Annett bekam ein wenig Angst, doch noch immer glaubte sie, dass Arthur nur so sprach, weil er verärgert war.

«Warum sollten die Frauen nicht in ein Lokal gehen? Sie sind ja nicht allein, sie sind in einer ganzen Gruppe.» Annett schüttelte den Kopf, sie verstand Arthur einfach nicht.

«Ach?», schnappte Arthur. «Du würdest also auch allein in ein Lokal gehen, dich von fremden Männern anschauen und vielleicht sogar ansprechen lassen wie eine Straßendirne?»

Bei dem Wort «Straßendirne» war Annett wie vor den Kopf gestoßen. «Du nennst diese Frauen Dirnen? Das sind sie nicht. Sie sind Angestellte. Genau wie du.»

«Pft.»

Arthur blickte wütend auf den Tisch. Dann sah er auf. «Ich denke, wir sollten gehen. Die Atmosphäre hier ist nichts für dich. Ich hätte dich niemals mit hierhernehmen sollen.»

«Warum nicht?» Annett war nun vollkommen ernst.
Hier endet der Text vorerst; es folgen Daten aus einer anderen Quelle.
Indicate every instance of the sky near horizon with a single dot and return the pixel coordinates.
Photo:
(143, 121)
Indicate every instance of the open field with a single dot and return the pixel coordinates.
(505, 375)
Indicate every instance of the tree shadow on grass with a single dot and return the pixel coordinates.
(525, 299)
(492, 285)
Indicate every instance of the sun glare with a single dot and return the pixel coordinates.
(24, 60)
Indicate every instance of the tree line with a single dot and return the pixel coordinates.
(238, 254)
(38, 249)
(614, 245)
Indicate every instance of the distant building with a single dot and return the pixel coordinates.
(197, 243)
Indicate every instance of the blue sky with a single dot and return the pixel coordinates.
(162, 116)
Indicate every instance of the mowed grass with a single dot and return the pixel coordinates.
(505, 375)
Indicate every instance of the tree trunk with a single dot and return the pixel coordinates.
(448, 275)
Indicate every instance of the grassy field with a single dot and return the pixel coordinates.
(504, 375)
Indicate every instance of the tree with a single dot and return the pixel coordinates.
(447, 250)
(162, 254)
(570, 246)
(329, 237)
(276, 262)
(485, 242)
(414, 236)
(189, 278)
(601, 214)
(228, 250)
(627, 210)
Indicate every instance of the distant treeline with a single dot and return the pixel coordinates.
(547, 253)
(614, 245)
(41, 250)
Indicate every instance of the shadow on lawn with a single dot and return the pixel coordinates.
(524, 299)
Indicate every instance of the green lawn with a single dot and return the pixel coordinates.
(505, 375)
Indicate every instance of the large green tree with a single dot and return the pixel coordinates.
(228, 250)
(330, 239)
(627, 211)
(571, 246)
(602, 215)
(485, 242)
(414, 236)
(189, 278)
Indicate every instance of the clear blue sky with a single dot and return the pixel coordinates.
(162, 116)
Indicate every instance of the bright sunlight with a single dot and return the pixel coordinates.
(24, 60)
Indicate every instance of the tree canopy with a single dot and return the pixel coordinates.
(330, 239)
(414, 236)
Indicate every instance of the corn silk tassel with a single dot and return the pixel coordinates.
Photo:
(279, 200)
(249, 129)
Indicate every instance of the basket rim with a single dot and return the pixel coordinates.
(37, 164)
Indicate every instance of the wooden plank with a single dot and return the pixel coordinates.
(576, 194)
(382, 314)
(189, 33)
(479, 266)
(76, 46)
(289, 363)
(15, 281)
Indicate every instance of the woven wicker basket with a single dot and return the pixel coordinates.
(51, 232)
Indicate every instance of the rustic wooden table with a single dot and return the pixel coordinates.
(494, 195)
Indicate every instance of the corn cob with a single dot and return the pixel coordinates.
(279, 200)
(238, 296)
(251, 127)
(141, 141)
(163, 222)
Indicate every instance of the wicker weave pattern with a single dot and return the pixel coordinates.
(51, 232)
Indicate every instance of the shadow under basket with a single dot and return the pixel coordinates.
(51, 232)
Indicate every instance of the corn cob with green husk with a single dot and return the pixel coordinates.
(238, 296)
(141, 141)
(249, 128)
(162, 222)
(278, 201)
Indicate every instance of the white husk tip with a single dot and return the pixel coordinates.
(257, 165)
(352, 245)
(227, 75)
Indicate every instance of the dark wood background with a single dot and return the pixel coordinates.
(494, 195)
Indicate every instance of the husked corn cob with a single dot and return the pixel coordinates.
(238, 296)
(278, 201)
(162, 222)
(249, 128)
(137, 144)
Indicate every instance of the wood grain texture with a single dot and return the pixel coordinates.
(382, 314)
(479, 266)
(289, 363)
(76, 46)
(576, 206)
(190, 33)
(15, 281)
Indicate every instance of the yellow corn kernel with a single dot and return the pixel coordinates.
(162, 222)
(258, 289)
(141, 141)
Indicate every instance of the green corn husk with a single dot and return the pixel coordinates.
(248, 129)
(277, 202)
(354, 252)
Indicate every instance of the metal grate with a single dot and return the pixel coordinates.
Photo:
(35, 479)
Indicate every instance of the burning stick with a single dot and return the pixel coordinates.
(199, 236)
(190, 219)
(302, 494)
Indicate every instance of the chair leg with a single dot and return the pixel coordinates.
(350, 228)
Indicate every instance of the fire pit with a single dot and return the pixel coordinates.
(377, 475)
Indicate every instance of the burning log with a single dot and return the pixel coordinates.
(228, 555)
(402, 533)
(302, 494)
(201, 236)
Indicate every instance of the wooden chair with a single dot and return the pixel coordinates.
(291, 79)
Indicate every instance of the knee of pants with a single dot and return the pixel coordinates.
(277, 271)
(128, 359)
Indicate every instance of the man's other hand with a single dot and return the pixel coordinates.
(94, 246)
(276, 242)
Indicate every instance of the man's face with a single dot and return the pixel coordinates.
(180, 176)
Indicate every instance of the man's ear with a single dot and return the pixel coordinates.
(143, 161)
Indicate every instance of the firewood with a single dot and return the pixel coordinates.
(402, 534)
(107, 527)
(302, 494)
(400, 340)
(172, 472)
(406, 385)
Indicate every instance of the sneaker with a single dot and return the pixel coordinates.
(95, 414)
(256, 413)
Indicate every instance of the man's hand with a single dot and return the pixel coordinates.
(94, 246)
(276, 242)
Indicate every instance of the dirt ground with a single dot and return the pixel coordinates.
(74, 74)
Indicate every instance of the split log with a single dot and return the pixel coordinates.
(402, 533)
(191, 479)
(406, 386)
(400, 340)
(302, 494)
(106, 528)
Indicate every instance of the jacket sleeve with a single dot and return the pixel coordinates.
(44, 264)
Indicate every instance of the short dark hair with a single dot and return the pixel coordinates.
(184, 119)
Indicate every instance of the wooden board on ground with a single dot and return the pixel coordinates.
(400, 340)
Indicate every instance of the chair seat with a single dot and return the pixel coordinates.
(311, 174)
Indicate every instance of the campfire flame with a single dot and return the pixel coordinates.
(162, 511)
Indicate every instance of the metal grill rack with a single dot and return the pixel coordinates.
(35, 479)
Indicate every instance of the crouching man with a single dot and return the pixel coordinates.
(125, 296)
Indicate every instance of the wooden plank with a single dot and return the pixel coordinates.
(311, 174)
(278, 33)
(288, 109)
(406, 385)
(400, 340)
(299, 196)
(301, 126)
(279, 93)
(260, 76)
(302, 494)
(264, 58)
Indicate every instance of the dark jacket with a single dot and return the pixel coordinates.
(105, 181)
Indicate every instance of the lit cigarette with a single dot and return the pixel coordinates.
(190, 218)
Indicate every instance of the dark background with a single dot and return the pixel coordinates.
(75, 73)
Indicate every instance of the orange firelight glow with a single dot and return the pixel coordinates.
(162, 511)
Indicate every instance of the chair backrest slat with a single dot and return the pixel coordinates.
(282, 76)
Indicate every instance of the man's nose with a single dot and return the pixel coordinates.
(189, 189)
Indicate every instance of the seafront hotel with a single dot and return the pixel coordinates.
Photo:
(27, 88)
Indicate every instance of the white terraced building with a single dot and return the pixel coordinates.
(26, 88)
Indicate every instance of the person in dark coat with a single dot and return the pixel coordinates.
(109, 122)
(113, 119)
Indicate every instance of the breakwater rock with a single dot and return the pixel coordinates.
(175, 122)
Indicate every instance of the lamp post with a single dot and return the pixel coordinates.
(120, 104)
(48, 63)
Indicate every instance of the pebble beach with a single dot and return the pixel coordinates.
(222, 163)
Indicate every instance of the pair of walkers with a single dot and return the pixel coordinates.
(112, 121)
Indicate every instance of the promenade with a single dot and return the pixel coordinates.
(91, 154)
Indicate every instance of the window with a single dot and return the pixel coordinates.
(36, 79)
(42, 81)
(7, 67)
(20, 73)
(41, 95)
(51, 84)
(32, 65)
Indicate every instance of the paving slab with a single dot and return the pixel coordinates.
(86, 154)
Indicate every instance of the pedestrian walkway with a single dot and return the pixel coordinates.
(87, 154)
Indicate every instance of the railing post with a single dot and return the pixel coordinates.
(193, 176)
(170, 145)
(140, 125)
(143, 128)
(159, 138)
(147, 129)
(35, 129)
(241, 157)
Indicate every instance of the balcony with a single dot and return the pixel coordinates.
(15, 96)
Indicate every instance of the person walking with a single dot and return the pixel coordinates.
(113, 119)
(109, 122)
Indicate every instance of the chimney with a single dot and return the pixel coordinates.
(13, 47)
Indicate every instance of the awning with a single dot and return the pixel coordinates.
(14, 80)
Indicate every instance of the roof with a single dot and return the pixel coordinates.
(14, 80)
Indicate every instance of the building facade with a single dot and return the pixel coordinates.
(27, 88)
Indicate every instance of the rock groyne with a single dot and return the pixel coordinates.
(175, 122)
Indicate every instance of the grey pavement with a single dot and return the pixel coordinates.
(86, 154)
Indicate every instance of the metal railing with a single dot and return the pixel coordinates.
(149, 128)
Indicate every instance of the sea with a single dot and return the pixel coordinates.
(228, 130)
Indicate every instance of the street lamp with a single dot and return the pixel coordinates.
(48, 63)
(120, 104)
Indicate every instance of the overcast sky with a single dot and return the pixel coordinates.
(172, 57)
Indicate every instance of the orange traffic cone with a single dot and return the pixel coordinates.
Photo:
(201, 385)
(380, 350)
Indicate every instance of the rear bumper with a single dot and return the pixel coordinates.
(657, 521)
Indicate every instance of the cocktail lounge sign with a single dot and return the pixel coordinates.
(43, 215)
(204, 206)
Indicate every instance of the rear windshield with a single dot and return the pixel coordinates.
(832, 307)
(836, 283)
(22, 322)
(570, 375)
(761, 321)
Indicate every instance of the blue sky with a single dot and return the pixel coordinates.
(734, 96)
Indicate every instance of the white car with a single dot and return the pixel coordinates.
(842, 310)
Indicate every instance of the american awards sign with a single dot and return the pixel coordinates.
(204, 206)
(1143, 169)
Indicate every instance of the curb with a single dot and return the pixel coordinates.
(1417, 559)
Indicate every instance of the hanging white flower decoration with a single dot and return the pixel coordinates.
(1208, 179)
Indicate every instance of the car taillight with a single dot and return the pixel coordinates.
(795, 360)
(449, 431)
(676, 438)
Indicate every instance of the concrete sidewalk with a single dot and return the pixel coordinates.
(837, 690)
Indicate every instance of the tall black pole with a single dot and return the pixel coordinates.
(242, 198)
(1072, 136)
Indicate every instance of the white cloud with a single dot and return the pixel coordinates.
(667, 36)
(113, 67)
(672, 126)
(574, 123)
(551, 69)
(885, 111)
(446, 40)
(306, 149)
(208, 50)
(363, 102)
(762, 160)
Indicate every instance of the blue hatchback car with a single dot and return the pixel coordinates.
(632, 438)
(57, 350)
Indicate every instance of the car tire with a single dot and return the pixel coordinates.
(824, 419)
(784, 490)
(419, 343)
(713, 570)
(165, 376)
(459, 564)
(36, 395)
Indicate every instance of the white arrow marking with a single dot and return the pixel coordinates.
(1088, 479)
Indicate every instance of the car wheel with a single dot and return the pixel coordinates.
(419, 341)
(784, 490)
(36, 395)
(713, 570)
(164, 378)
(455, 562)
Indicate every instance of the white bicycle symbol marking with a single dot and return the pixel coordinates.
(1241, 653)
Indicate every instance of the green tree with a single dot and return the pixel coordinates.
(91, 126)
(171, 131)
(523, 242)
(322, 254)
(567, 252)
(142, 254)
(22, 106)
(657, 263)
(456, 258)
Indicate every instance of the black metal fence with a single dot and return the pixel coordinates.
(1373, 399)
Sie blieb einfach sitzen, hatte die Hände vor sich auf den Tisch gelegt. Arthur, der begriff, dass sie nicht aufstehen und ihm folgen würde, setzte sich wieder. Sein Gesicht war inzwischen zu einer wütenden Fratze verzogen. «Weil es sich nicht gehört. Weil du hier Dinge siehst und hörst, die sich für meine zukünftige Gattin einfach nicht ziemen.»

Annett traute ihren Ohren nicht. «Du willst mir also verbieten, ein Lokal aufzusuchen, in dem berufstätige Frauen verkehren?»

«Ja. Denn eine anständige Frau arbeitet nicht, sondern bleibt zu Hause und kümmert sich um Mann und Kinder.»

Da richtete sich Annett kerzengerade auf, sah Arthur fest in die Augen und sagte laut und vernehmlich: «Nun, so muss ich dir leider mitteilen, dass mir meine Gasthörerschaft am New Yorker Technicum sehr viel Spaß macht. Und ob du es glaubst oder nicht: Man hat mir bereits eine Stellung angeboten. Ich könnte in einem Ingenieurs- und Architekturbüro beginnen und beim Bau eines Wolkenkratzers mitwirken.»

Doch Arthur lachte nur.

Annett kniff die Augen zusammen. «Du wirst schon sehen», fauchte sie. «Vielleicht werde ich sogar die erste Ingenieurin von Amerika sein. Das wäre wenigstens ein Ziel, für das es sich zu kämpfen lohnt.»

Da seufzte Arthur, zog die Unterlippe zwischen die Zähne, blickte eine Minute lang auf den Tisch, während Annett noch immer schäumte. Dann sah er auf: «Nein. Das wirst du nicht», sagte er mit fester Stimme.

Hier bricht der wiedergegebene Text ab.